An activist campaign in finance refers to when an activist investor acquires a minority stake in a public company in order to influence change. The activist investor believes the company is undervalued and that changes in strategy, operations, capital allocation, or leadership could help unlock shareholder value.

Some common goals activist investors pursue include:

  • Pushing for new board members or a new CEO
  • Advocating for a sale of part or all of the company
  • Demanding a larger return of capital to shareholders through dividends/buybacks
  • Suggesting operational improvements to drive better financial performance

If the company resists the activist's proposals, they may launch a proxy fight to elect new directors more sympathetic to their cause. Or they could wage a publicity campaign to embarrass the company into taking action.

Activist campaigns can create tremendous pressure on company management. Supporters argue activists bring much needed accountability, while critics contend they pursue short-term profits over long-term health. Either way, activism has become a major force shaping corporate strategy and governance.

Prominent Activist Investors and Their Impact

This section profiles some of the most influential activist investors, hedge fund managers, and shareholder advocates making waves in corporate America.

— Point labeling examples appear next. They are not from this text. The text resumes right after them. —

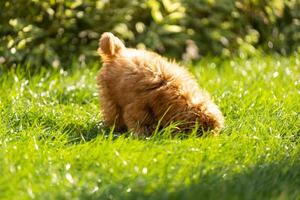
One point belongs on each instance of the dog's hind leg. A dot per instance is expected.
(112, 113)
(139, 119)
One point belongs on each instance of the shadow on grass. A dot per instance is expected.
(263, 181)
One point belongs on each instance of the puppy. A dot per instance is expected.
(140, 90)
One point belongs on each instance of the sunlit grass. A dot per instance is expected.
(54, 146)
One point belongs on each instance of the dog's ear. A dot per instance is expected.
(109, 45)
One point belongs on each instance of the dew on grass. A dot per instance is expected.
(95, 189)
(117, 153)
(136, 169)
(194, 149)
(69, 178)
(30, 193)
(145, 170)
(54, 178)
(275, 74)
(68, 166)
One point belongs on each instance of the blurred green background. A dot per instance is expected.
(55, 33)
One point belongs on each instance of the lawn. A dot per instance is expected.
(54, 146)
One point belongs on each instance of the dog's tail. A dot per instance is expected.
(109, 45)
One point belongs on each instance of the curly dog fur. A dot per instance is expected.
(139, 88)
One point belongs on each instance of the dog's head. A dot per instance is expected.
(109, 46)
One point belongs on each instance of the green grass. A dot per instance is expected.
(54, 146)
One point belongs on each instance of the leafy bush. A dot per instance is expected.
(54, 32)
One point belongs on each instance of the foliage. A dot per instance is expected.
(54, 32)
(53, 146)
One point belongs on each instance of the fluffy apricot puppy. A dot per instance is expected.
(140, 88)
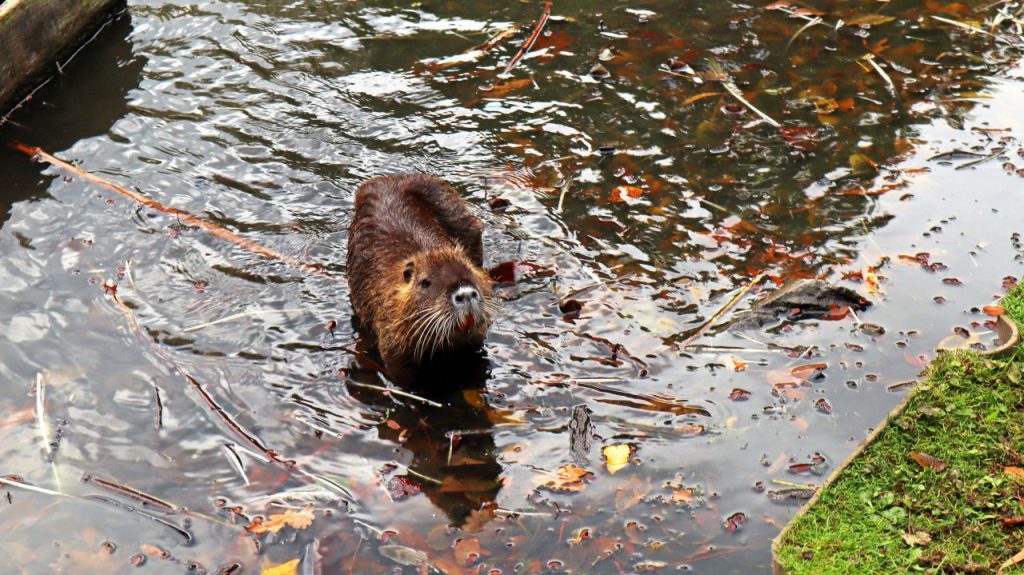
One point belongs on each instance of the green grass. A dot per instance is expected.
(968, 413)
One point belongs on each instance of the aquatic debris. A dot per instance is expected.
(404, 556)
(532, 38)
(296, 519)
(568, 478)
(287, 568)
(616, 456)
(181, 215)
(729, 305)
(812, 299)
(581, 433)
(726, 82)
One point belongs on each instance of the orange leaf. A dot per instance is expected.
(569, 478)
(1016, 473)
(626, 193)
(299, 519)
(871, 279)
(994, 311)
(290, 568)
(682, 495)
(735, 363)
(928, 461)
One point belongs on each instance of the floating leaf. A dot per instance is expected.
(569, 478)
(290, 568)
(735, 522)
(735, 363)
(738, 394)
(626, 193)
(616, 456)
(684, 495)
(298, 519)
(994, 311)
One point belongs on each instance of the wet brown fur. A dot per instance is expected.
(411, 242)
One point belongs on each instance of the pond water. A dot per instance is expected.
(636, 185)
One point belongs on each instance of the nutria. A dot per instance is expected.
(415, 257)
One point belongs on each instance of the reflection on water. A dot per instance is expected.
(634, 202)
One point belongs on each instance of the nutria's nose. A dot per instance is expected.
(465, 295)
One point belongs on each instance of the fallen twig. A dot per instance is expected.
(213, 228)
(810, 24)
(729, 305)
(869, 58)
(795, 485)
(44, 429)
(249, 441)
(968, 27)
(532, 38)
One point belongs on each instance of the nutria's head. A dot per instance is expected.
(442, 303)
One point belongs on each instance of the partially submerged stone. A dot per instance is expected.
(799, 299)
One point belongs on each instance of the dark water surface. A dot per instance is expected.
(264, 117)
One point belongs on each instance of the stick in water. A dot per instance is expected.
(718, 71)
(44, 430)
(211, 227)
(532, 38)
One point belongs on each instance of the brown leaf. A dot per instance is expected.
(926, 460)
(298, 519)
(797, 376)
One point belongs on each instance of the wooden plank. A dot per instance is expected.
(35, 34)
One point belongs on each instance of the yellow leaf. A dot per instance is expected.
(290, 568)
(299, 519)
(616, 456)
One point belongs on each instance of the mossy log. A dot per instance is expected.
(35, 35)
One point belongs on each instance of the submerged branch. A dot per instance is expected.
(532, 38)
(217, 230)
(729, 305)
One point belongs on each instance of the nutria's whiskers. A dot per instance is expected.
(415, 257)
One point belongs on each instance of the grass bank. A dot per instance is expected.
(940, 490)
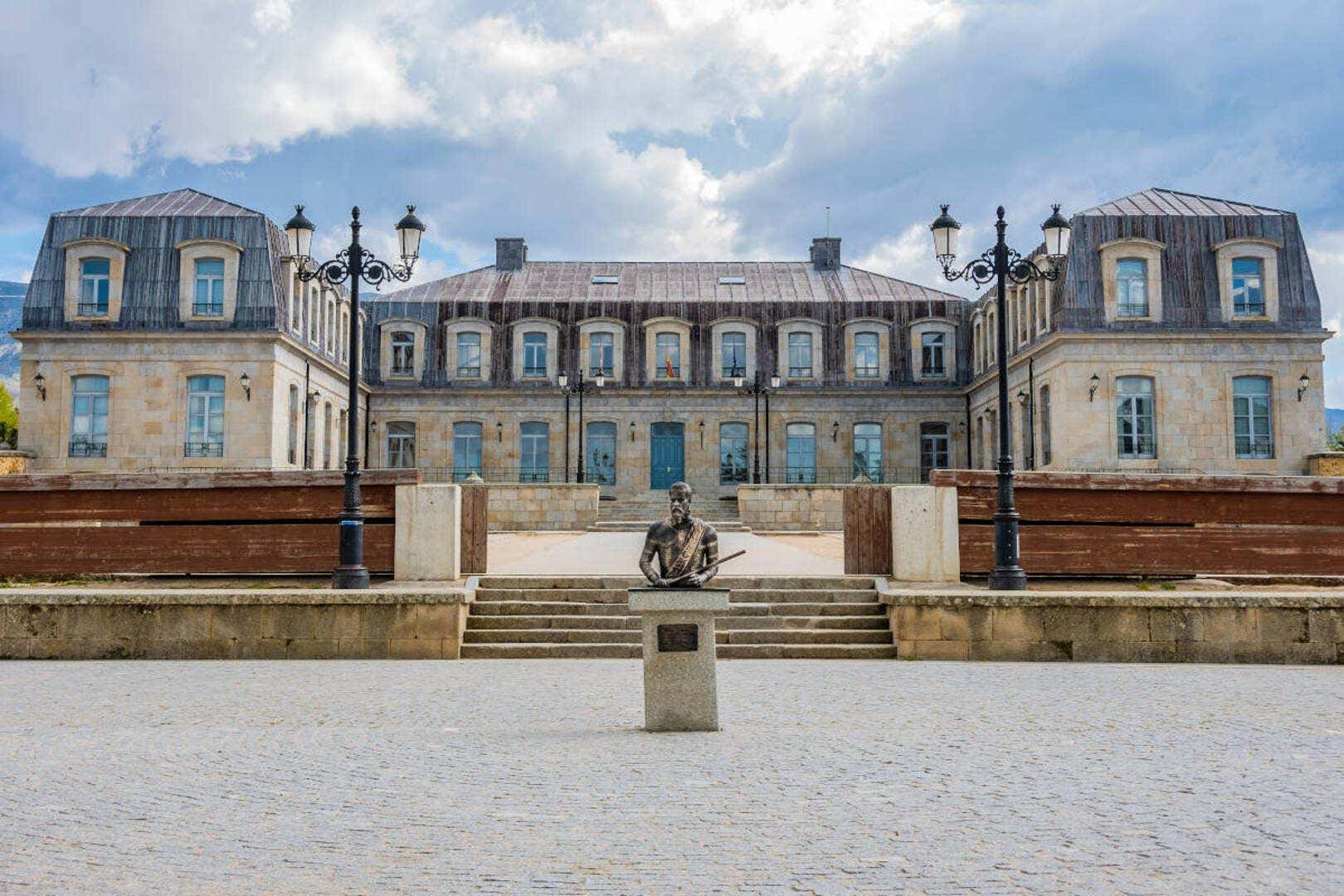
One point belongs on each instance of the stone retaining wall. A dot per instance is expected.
(559, 505)
(1192, 626)
(385, 624)
(791, 508)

Carl Icahn's Influence on Hostile Takeovers and Corporate Strategy

Carl Icahn is one of the most well-known activist investors, with a reputation for aggressive shareholder activism campaigns since the 1980s. As a prominent "corporate raider," he frequently pushes for significant changes at major public companies through proxy fights, leveraged buyouts, and even hostile takeovers.

Some of Icahn's most famous targets have included TWA, Phillips Petroleum, Texaco, RJR Nabisco, Motorola, and eBay. His approach typically involves buying up large stakes in struggling companies and then forcing major financial or operational changes against management's wishes. Tactics can range from ousting CEOs and board members to pushing for massive share buybacks, divestitures, or even taking private.

Over his long career, Carl Icahn has had an undeniable influence on revolutionizing hostile takeovers, shareholder activism, and American corporate governance. His brash style and battles with entrenched management teams also regularly capture mainstream attention. All in all, Icahn remains one of the most prominent activist voices fighting to unlock shareholder value from his perspective.

Bill Ackman & Pershing Square's Contrarian Bets

Bill Ackman founded Pershing Square Capital Management in 2004 with a reputation for making big, contrarian bets against conventional wisdom. Unlike many activists, Ackman typically invests in a concentrated portfolio of only a handful of companies at any given time.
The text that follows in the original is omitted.